The slide Faith held up to the light captured Evelyn twisting a hank of Sandra's hair. Alden had caught Ms. O'Clair face on, and her expression was terrifying—full of fury, hatred, and, above all, threatening. The next four were similar, but the last one showed Sandra. It was quite a contrast. She looked defiant—and incredibly beautiful.
So Evelyn had killed her. Faith sank down onto the chair. Evelyn had seen the rushes. They were the frosting on the cake that had been presented at Max's birth- yparty.
It was unlikely that Max would have replaced his star with a complete unknown in the middle of a picture, but he, or another director, might soon have raised Sandra to stardom, a stardom lively to have eclipsed Evelyn's own career. While not waning at the moment, it wouldn't have been long, and Sandra's ascent wouldhave hastened Evelyn's descent. Good parts for women in Hollywood were scarce enough, and few actresses remained in the limelight past their thirties. Evelyn had clearly seen the wolf at the door—and Max's and the other men's obvious attraction to this sexy beast had added jealousy to fear. Alden must have gotten in touch with her and alluded to the photographs. He might have had some crazy idea that he could trade them for sex with her. The slides didn't prove that Evelyn killed Sandra, but judging from the camera angles, Alden must have heard what they'd been saying, too. After Sandra died, he must have put two and two together—and come up dead himself. Evelyn had had to kill him or risk exposure for the first murder. The second death—had it been easier for Ms. O'Clair? Had the first one been so hard? It was all becoming clearer—as was the fact that Faith had to get out of the trailer immediately and call the police. Evelyn had no idea Faith had found the slides. She wouldn't go far, but then again, she might.

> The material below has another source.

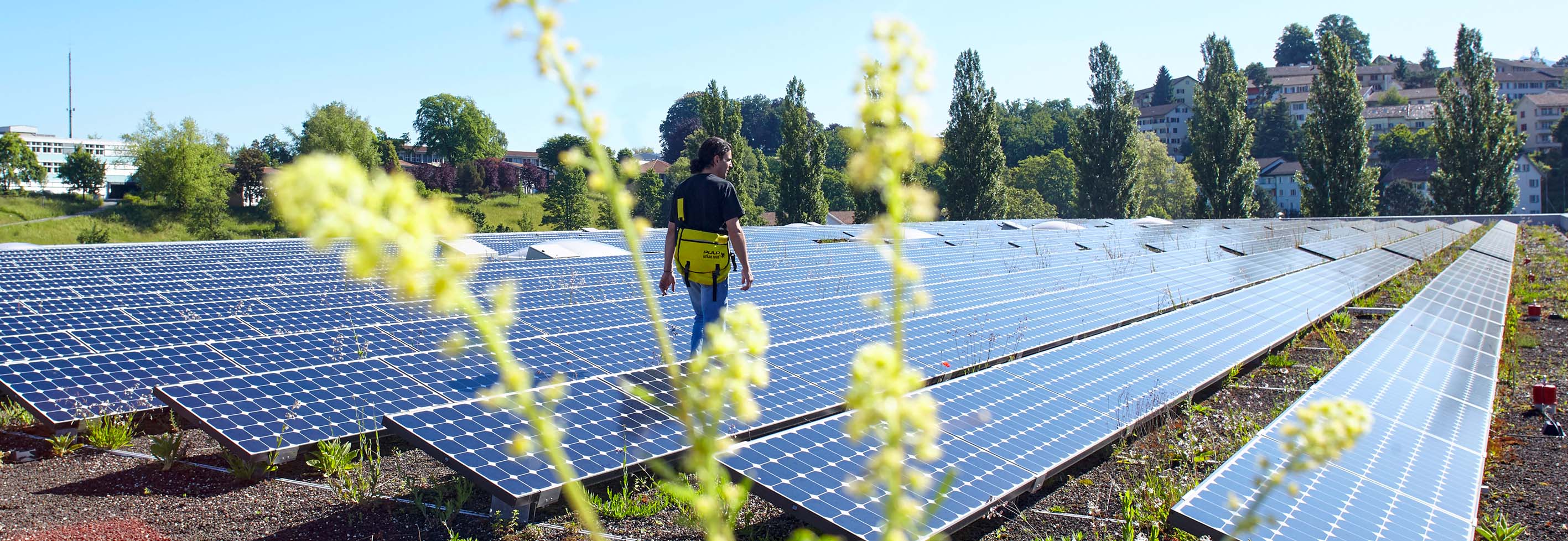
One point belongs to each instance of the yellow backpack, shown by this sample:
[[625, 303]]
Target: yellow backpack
[[702, 256]]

And it had been Evelyn, not Marta on the phone. She had just used the same phrase while shouting at Cornelia, but without the disguise.
The star's trailer was as secure as Hester's prison cell. The windows were too small for anyone save Ben to crawl through. But they did open. Faith went to first one, then another, systematically shouting for help.

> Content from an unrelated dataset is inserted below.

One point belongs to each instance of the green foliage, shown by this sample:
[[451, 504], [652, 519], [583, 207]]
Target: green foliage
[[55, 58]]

It was no use. The trailer was too far from the other buildings. Unless someone expressly came to get Evelyn, there was no way Faith could be heard. And no one would come. Without the car, it would be assumed Evelyn had returned to the house after getting the director's message that she wasn't needed that day. What's more—no one would miss Cornelia. However much she exalted her role, it was not critical. Faith's own staff would be long gone by now and it would be hours before she was expected at home. Cornelia opened her eyes.
“Faith, I think I can get up. I'm certain I should go to a doctor and have some stitches put in. It's been dear of you to take care of me like this." But, implied Ms. Stuyvesant, let's get the show on the road.

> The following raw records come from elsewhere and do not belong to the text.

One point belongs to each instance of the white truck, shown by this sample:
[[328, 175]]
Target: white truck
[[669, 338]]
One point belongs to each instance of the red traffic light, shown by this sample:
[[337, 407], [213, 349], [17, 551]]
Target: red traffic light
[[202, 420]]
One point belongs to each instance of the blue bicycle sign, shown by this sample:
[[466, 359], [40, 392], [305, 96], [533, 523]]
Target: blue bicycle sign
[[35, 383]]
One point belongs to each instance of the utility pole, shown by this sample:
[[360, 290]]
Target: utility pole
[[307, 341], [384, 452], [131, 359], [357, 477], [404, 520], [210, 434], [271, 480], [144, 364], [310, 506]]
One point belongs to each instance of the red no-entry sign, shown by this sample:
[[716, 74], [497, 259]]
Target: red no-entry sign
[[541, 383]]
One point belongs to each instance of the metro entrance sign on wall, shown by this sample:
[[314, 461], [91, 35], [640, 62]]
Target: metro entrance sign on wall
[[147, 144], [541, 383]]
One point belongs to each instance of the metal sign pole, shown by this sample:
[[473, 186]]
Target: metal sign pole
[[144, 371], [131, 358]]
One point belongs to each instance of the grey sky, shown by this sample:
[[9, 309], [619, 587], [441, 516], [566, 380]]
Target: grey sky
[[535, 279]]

“We can't. She's locked us in. No one is going to hear me from here, so it's pointless to shout. Plus, my crew has gone. I stayed behind to do some last-minute things. Face it—we're stuck.”
Cornelia burst into tears. Faith had seen her maddeningly happy, in a temper, miffed, but never crying. Corny turned out to be one of the noisy, gloppy kind. Soon her sobs were hiccups and her nose began to run. Faith shoved some tissues in her old chum's hand to stem the tide. It had to be over Max. But it wasn't.
“You're being so good to me and I've been so rotten to you," Cornelia gasped.